Zanetti graphical abstract

Daniela Zanetti, Laurel Stell, Stefan Gustafsson, Fahim Abbasi, Philip S. Tsao, Joshua W. Knowles, RISC Investigators, Björn Zethelius, Johan Ärnlöv, Beverley Balkau, Mark Walker, Laura C. Lazzeroni, Lars Lind, John R. Petrie, Themistocles L. Assimes

The euglycaemic−hyperinsulinaemic clamp (EIC) is a reference standard for directly assessing insulin sensitivity but is invasive and time-consuming. In this issue, Zanetti et al (https://doi.org/10.1007/s00125-023-05946-z) assess the incremental value of high-throughput plasma proteomic profiling, using the proximity extension assay, in developing signatures that correlate with the M value derived from the EIC. The authors use two cohorts, the Relationship between Insulin Sensitivity and Cardiovascular disease (RISC) and the Uppsala Longitudinal Study of Adult Men (ULSAM), to show that plasma proteomic signatures of up to 67 proteins substantially improve the cross-sectional estimation of the M value over routinely available clinical variables.
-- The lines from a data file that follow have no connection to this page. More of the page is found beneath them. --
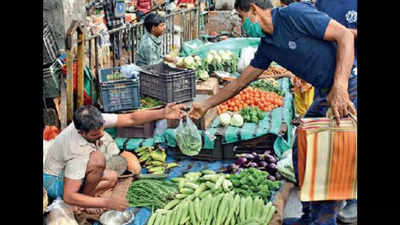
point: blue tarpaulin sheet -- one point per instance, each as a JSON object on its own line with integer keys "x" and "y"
{"x": 142, "y": 214}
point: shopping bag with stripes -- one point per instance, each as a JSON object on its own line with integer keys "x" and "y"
{"x": 327, "y": 159}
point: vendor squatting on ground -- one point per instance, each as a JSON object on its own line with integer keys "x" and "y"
{"x": 75, "y": 164}
{"x": 313, "y": 46}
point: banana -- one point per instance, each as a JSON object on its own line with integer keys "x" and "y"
{"x": 157, "y": 163}
{"x": 157, "y": 170}
{"x": 171, "y": 165}
{"x": 159, "y": 155}
{"x": 144, "y": 157}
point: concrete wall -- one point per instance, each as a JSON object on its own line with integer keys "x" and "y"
{"x": 60, "y": 13}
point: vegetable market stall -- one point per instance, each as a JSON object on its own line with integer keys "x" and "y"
{"x": 142, "y": 215}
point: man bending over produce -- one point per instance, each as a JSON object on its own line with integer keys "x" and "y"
{"x": 75, "y": 163}
{"x": 313, "y": 46}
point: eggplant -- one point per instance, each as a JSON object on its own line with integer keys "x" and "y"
{"x": 252, "y": 164}
{"x": 240, "y": 161}
{"x": 262, "y": 164}
{"x": 238, "y": 170}
{"x": 249, "y": 157}
{"x": 271, "y": 178}
{"x": 278, "y": 176}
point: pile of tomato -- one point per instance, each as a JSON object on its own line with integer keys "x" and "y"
{"x": 264, "y": 100}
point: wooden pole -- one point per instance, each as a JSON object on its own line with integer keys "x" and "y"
{"x": 81, "y": 58}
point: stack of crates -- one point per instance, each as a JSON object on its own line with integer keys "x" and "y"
{"x": 50, "y": 48}
{"x": 168, "y": 84}
{"x": 118, "y": 95}
{"x": 51, "y": 79}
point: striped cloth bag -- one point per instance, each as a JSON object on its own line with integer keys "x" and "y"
{"x": 327, "y": 159}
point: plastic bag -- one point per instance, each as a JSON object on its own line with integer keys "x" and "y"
{"x": 130, "y": 71}
{"x": 188, "y": 137}
{"x": 114, "y": 217}
{"x": 60, "y": 213}
{"x": 285, "y": 166}
{"x": 246, "y": 56}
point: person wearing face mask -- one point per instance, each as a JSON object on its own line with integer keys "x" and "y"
{"x": 149, "y": 50}
{"x": 313, "y": 46}
{"x": 75, "y": 165}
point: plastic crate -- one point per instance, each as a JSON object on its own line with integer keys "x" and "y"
{"x": 205, "y": 154}
{"x": 120, "y": 95}
{"x": 143, "y": 131}
{"x": 50, "y": 47}
{"x": 51, "y": 80}
{"x": 258, "y": 145}
{"x": 168, "y": 84}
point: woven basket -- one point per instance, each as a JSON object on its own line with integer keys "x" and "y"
{"x": 45, "y": 199}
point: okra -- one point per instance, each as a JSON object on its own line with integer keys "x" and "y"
{"x": 192, "y": 213}
{"x": 181, "y": 196}
{"x": 197, "y": 208}
{"x": 186, "y": 191}
{"x": 152, "y": 219}
{"x": 219, "y": 182}
{"x": 191, "y": 185}
{"x": 208, "y": 172}
{"x": 210, "y": 177}
{"x": 210, "y": 185}
{"x": 172, "y": 204}
{"x": 201, "y": 188}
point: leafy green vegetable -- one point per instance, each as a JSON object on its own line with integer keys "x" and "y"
{"x": 267, "y": 85}
{"x": 253, "y": 182}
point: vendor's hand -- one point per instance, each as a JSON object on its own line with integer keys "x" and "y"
{"x": 174, "y": 111}
{"x": 197, "y": 111}
{"x": 170, "y": 59}
{"x": 119, "y": 204}
{"x": 340, "y": 103}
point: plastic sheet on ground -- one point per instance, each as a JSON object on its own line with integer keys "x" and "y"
{"x": 143, "y": 214}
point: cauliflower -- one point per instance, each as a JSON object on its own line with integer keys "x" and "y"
{"x": 203, "y": 75}
{"x": 236, "y": 120}
{"x": 210, "y": 58}
{"x": 225, "y": 119}
{"x": 218, "y": 59}
{"x": 189, "y": 62}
A smaller subset of proteins afforded much of this improvement, especially when considering predictive models applied across both cohorts. IGF-binding protein 2 was the single most consistently selected protein across all analyses and models. Zanetti and colleagues state that their approach provides opportunities to improve the identification of individuals at risk of adverse health consequences related to insulin resistance.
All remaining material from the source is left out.